Tiger Woods' problem was pain. Hogan's was killing pain, not long removed from near-death.
This was just some 15 months after Hogan was nearly killed when a bus crashed head-on into his car. The first thing that saved his life was personal heroism. He'd thrown himself across his wife, Valerie, in the passenger seat. The engine was driven deep into the driver's seat, where he had been an instant earlier.
The other thing that saved his life was a medical miracle, and his own indominable spirit.
This is what happened to Hogan in the crash: Broken collarbone, broken ankle, broken ribs, double fracture of the pelvis. It was the kind of medical chart usually followed by the initials DOA.
A short time later, a blot clot formed in Hogan's leg. Doctors tied off surround blood vessels to keep the clot from breaking free and traveling to his heart and killing him. But then his legs atrophied. Golf was no longer the question. The question was, would he ever walk again?
He started with small steps in his home, around a table. Incredibly, only about 15 months later, he was at Merion, trying to win the U.S. Open. He had to soak in hot water to ease his pain, and he wrapped his legs in bandages from ankle to hip. Still, they almost locked on him. He caught his breath with that friend, then managed to go on.
Remember the great picture -- Hogan hitting a 1-iron to Merion's final green, then two-putting for a par and forcing a playoff with Lloyd Mangrum and George Fazio the next day. Then came Hogan's only real break. The U.S. Golf Association had reduced playoffs from 36 holes to 18. He probably couldn't have lasted 36. He won in 18.
Ken Venturi's legs weren't locking up in the 1964 U.S. Open. He could barely swing them. The heat was intense, the humidity enervating. He started his legs moving, and they carried him, muscle memory, more or less. He seemed to be staring vacantly.
Venturi missed short putts at the 17th and 18th. His hands were shaking. He was wilting. This was still the third round, and there was still one more to go that day.
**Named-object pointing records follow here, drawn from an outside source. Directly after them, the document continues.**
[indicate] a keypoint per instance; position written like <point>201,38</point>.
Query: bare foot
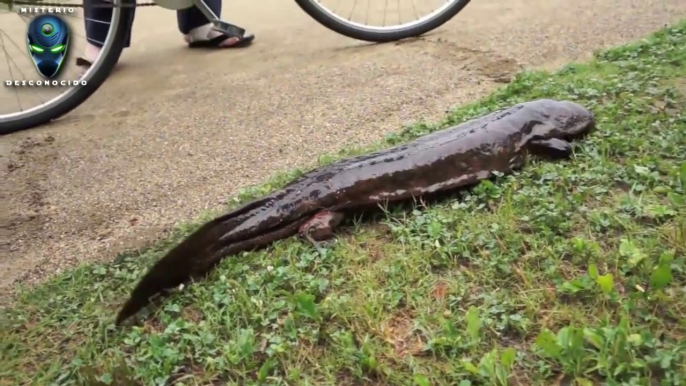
<point>206,32</point>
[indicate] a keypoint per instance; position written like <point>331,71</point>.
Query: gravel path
<point>176,132</point>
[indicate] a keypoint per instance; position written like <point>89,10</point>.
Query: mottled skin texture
<point>312,205</point>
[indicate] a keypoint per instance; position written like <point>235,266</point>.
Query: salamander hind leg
<point>551,148</point>
<point>320,227</point>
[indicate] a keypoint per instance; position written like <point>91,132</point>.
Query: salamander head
<point>569,120</point>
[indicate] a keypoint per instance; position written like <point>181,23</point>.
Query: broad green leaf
<point>305,304</point>
<point>606,283</point>
<point>421,380</point>
<point>473,322</point>
<point>547,342</point>
<point>469,366</point>
<point>508,357</point>
<point>592,271</point>
<point>265,369</point>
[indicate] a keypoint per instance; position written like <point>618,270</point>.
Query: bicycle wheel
<point>344,25</point>
<point>64,99</point>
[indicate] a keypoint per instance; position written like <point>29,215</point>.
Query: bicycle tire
<point>81,93</point>
<point>368,35</point>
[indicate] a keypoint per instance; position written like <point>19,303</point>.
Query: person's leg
<point>198,30</point>
<point>97,20</point>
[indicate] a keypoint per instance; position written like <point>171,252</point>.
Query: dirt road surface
<point>175,131</point>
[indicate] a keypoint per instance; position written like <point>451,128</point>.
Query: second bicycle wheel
<point>371,20</point>
<point>37,104</point>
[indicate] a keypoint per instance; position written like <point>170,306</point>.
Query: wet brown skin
<point>312,205</point>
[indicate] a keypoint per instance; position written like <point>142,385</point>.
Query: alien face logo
<point>48,42</point>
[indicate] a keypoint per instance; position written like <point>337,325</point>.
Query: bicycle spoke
<point>7,58</point>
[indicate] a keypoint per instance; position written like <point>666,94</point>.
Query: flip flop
<point>83,65</point>
<point>82,62</point>
<point>244,39</point>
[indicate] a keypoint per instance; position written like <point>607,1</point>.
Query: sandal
<point>83,65</point>
<point>231,31</point>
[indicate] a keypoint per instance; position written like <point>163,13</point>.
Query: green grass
<point>570,272</point>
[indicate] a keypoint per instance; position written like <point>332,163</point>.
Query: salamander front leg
<point>550,148</point>
<point>320,227</point>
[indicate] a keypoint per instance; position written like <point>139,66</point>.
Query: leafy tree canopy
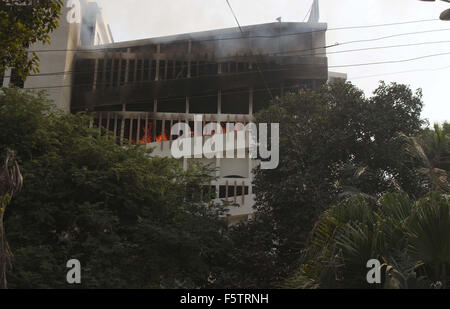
<point>133,221</point>
<point>334,143</point>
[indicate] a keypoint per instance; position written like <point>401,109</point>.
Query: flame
<point>165,136</point>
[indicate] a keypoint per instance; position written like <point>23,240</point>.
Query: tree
<point>332,141</point>
<point>408,237</point>
<point>133,221</point>
<point>23,23</point>
<point>10,184</point>
<point>431,151</point>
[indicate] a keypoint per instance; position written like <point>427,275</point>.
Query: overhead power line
<point>402,72</point>
<point>287,69</point>
<point>241,37</point>
<point>290,51</point>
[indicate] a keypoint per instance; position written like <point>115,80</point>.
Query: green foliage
<point>23,23</point>
<point>411,238</point>
<point>334,143</point>
<point>130,219</point>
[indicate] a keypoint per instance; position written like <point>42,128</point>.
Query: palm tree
<point>10,183</point>
<point>410,238</point>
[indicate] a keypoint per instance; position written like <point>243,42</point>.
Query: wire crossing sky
<point>139,19</point>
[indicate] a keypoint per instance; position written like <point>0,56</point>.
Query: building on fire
<point>139,89</point>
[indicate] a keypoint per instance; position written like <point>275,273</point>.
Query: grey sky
<point>138,19</point>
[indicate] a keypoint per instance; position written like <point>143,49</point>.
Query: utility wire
<point>290,51</point>
<point>401,72</point>
<point>291,67</point>
<point>246,37</point>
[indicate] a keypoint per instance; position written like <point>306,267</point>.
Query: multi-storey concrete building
<point>139,89</point>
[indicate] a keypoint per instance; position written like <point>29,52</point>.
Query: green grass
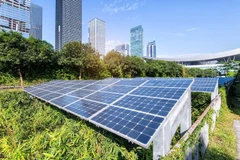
<point>222,145</point>
<point>31,129</point>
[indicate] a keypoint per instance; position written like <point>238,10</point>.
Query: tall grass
<point>31,129</point>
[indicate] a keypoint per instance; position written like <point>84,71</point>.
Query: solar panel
<point>63,100</point>
<point>131,108</point>
<point>225,80</point>
<point>204,84</point>
<point>155,106</point>
<point>167,82</point>
<point>104,97</point>
<point>118,89</point>
<point>168,93</point>
<point>85,108</point>
<point>138,127</point>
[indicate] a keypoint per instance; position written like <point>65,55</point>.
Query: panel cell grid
<point>155,106</point>
<point>84,108</point>
<point>104,97</point>
<point>63,101</point>
<point>177,83</point>
<point>168,93</point>
<point>204,84</point>
<point>118,89</point>
<point>80,93</point>
<point>95,87</point>
<point>136,126</point>
<point>131,82</point>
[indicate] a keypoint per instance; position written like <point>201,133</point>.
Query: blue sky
<point>177,26</point>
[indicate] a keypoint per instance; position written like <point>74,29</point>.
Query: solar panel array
<point>204,84</point>
<point>131,108</point>
<point>199,84</point>
<point>225,80</point>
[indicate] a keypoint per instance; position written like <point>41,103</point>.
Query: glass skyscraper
<point>137,41</point>
<point>15,15</point>
<point>68,22</point>
<point>97,35</point>
<point>36,21</point>
<point>123,49</point>
<point>151,49</point>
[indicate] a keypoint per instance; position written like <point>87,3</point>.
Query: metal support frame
<point>179,116</point>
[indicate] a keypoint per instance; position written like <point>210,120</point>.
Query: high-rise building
<point>15,16</point>
<point>151,49</point>
<point>137,41</point>
<point>36,21</point>
<point>123,49</point>
<point>97,35</point>
<point>68,22</point>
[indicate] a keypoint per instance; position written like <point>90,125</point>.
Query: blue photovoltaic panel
<point>168,93</point>
<point>66,90</point>
<point>108,81</point>
<point>81,93</point>
<point>50,96</point>
<point>104,97</point>
<point>154,106</point>
<point>63,101</point>
<point>77,86</point>
<point>131,108</point>
<point>95,87</point>
<point>84,108</point>
<point>139,127</point>
<point>130,82</point>
<point>224,80</point>
<point>118,89</point>
<point>204,84</point>
<point>177,83</point>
In the locker room, a doctor advised him to quit. He refused. He took tea and salt tablets, and went back out. A doctor followed him with ice packs.
Somehow, Venturi was playing brilliantly -- two birdies, two bogeys, 14 pars, for a 70. When he holed the final putt, he let his putter fall from his weakened hands, and raised his arms.
“My God,” Venturi said. “I've won the U.S. Open.”
Raymond Floyd was playing with Venturi. He picked the ball from the cup and handed it to Venturi. Floyd was crying.
And the last of the group was Hubert Green, in 1977 at Southern Hills. Green had no injuries, no limps, no locked legs. What he had, after police officials came to him in that final round, was a choice: He could quit playing and ensure his safety, or he could continue playing and take his chances. Someone had called in a death threat.
Green was flanked by a goodly supply of police, but there was no way anyone could really protect him on a golf course jammed with people. He knew that.
It could have been a crank. Maybe a gambler was trying for the big edge. On the other hand, maybe it wasn't a crank. Green played on, wondering whether his next step would be his last.
Apparently it was a crank call. Nothing ever came of the threat. Not that anyone knew. But Green played on, shutting it out. It wasn't until after he won, and was taken away, that the world knew what he'd just gone through.
So Tiger Woods did not endure the pains of Dutra or Hogan, the fuzzy, wilted world of Venturi, or the anguish of Green. But he had his own private pain and doubts, and he has taken his place with them in U.S. Open history.